Llama 3.2 Vision (11B) meta-llama/Llama-3.2-11B-Vision-Instruct llama_3_vision Vision-enabled variant of Llama 3 (11B) that accepts image inputs for visual question answering and other multimodal tasks.
LLaVA (v1.5 & v1.6) e.g. liuhaotian/llava-v1.5-13b vicuna_v1.1 Open vision-chat models that add an image encoder to LLaMA/Vicuna (e.g.
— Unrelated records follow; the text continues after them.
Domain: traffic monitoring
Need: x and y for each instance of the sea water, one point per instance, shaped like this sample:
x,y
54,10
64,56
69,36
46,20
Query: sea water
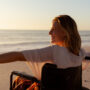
x,y
18,40
30,39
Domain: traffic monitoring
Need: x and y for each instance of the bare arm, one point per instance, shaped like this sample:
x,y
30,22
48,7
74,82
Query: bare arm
x,y
11,57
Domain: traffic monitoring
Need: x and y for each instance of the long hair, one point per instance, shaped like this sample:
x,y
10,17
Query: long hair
x,y
72,40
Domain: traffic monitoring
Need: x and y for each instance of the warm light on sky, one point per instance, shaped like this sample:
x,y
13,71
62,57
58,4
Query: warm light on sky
x,y
38,14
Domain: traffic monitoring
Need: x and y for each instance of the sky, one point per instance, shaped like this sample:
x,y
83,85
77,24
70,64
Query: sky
x,y
38,14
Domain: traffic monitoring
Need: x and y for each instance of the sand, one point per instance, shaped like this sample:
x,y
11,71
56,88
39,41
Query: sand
x,y
6,69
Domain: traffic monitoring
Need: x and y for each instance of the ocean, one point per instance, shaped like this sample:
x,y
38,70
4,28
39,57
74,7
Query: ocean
x,y
17,40
30,39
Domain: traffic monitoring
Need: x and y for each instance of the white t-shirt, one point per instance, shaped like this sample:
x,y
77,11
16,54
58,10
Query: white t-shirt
x,y
55,54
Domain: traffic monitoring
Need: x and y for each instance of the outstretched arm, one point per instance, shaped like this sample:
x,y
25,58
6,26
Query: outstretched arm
x,y
11,57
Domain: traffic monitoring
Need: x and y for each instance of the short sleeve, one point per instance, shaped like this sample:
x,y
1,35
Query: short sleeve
x,y
38,55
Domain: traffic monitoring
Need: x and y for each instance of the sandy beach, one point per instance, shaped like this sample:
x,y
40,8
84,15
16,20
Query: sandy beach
x,y
6,69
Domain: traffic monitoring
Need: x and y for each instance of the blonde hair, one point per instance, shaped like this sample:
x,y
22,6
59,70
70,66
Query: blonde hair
x,y
72,40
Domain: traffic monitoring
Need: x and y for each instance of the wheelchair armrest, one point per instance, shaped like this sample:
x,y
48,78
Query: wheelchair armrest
x,y
22,75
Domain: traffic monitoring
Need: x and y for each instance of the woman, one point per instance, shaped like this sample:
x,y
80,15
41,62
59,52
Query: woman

LLaMA2 13B) for following multimodal instruction prompts.
LLaVA-NeXT (8B, 72B) lmms-lab/llava-next-72b chatml-llava Improved LLaVA models (with an 8B Llama3 version and a 72B version) offering enhanced visual instruction-following and accuracy on multimodal benchmarks.
LLaVA-OneVision lmms-lab/llava-onevision-qwen2-7b-ov chatml-llava Enhanced LLaVA variant integrating Qwen as the backbone; supports multiple images (and even video frames) as inputs via an OpenAI Vision API-compatible format.
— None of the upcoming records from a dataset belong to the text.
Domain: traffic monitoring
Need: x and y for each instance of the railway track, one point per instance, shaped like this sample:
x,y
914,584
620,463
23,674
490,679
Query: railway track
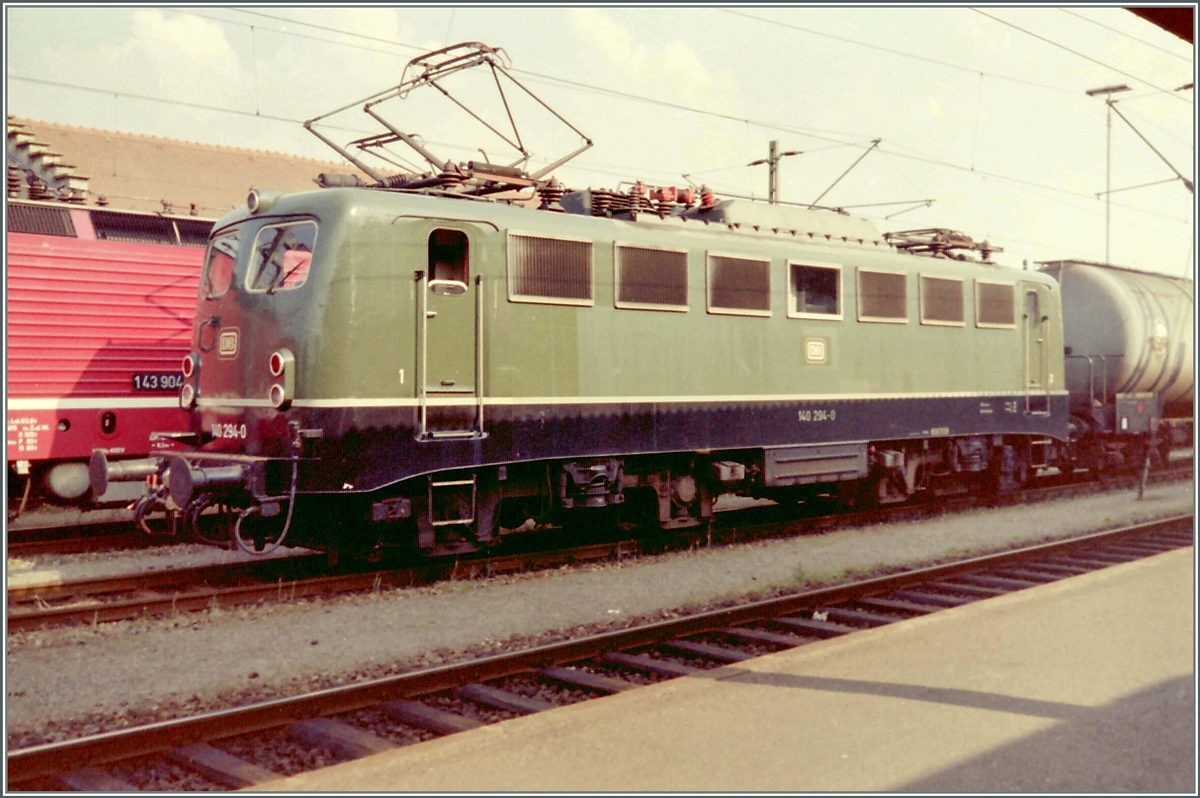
x,y
193,589
251,744
113,531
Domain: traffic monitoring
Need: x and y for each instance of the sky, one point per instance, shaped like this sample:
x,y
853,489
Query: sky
x,y
984,112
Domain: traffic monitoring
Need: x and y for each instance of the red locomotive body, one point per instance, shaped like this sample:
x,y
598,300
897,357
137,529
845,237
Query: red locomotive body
x,y
100,307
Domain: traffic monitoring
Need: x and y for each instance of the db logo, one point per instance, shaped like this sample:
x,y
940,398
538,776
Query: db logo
x,y
227,343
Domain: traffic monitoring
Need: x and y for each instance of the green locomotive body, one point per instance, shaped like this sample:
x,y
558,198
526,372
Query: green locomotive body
x,y
427,370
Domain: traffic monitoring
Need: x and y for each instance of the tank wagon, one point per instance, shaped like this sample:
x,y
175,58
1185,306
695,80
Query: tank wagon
x,y
372,367
100,309
1128,345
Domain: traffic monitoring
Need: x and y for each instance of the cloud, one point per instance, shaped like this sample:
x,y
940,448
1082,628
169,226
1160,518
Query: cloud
x,y
673,72
180,53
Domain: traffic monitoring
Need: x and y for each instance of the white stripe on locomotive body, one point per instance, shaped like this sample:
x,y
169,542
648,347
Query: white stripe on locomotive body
x,y
501,401
94,403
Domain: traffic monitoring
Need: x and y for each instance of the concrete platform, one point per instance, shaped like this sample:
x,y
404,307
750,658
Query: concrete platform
x,y
1083,685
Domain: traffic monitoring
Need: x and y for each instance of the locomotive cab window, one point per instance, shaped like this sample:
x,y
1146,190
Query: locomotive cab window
x,y
815,292
941,301
449,263
553,271
281,257
995,305
652,279
738,286
220,263
882,297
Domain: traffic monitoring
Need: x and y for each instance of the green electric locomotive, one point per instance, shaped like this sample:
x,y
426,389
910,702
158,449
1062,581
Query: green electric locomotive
x,y
436,359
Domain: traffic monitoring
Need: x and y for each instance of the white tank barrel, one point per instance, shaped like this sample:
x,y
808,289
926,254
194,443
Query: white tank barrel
x,y
1126,331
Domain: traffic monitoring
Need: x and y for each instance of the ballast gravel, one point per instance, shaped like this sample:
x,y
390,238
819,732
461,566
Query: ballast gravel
x,y
65,683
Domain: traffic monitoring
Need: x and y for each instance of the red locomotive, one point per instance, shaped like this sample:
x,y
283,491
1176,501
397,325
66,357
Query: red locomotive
x,y
100,306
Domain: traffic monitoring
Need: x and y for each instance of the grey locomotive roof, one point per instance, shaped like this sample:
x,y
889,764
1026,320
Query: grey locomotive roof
x,y
762,225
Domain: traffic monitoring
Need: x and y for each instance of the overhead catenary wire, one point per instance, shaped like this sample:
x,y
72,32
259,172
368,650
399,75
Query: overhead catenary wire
x,y
1121,33
921,159
799,131
1083,55
901,53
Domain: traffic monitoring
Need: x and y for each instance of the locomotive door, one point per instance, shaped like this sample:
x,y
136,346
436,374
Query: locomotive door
x,y
1037,363
450,321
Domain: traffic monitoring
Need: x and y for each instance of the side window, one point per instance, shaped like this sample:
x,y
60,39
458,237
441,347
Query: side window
x,y
282,257
219,267
995,305
738,286
553,271
941,301
652,279
815,292
882,297
449,262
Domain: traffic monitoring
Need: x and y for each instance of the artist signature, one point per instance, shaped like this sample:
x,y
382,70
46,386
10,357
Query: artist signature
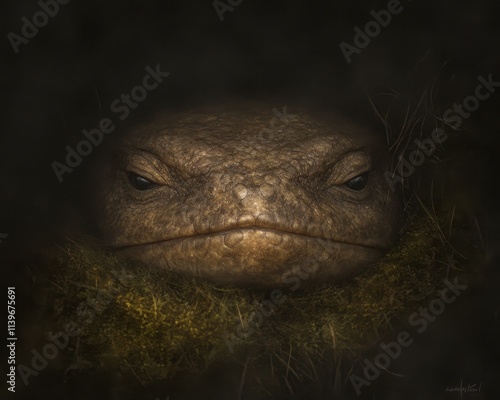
x,y
469,388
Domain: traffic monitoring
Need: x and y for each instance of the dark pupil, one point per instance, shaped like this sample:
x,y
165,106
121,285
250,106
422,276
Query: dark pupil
x,y
139,182
358,183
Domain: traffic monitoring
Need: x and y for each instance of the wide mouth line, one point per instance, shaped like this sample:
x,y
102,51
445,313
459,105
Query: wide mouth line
x,y
248,228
Gemma 3 (Multimodal) google/gemma-3-4b-it gemma-it Gemma 3's larger models (4B, 12B, 27B) accept images (each image encoded as 256 tokens) alongside text in a combined 128K-token context.
Kimi-VL (A3B) moonshotai/Kimi-VL-A3B-Instruct kimi-vl Kimi-VL is a multimodal model that can understand and generate text from images.
Mistral-Small-3.1-24B mistralai/Mistral-Small-3.1-24B-Instruct-2503 mistral Mistral 3.1 is a multimodal model that can generate text from text or images input. It also supports tool calling and structured output.
Phi-4-multimodal-instruct microsoft/Phi-4-multimodal-instruct phi-4-mm Phi-4-multimodal-instruct is the multimodal variant of the Phi-4-mini model, enhanced with LoRA for improved multimodal capabilities. Currently, it supports only text and vision modalities in SGLang.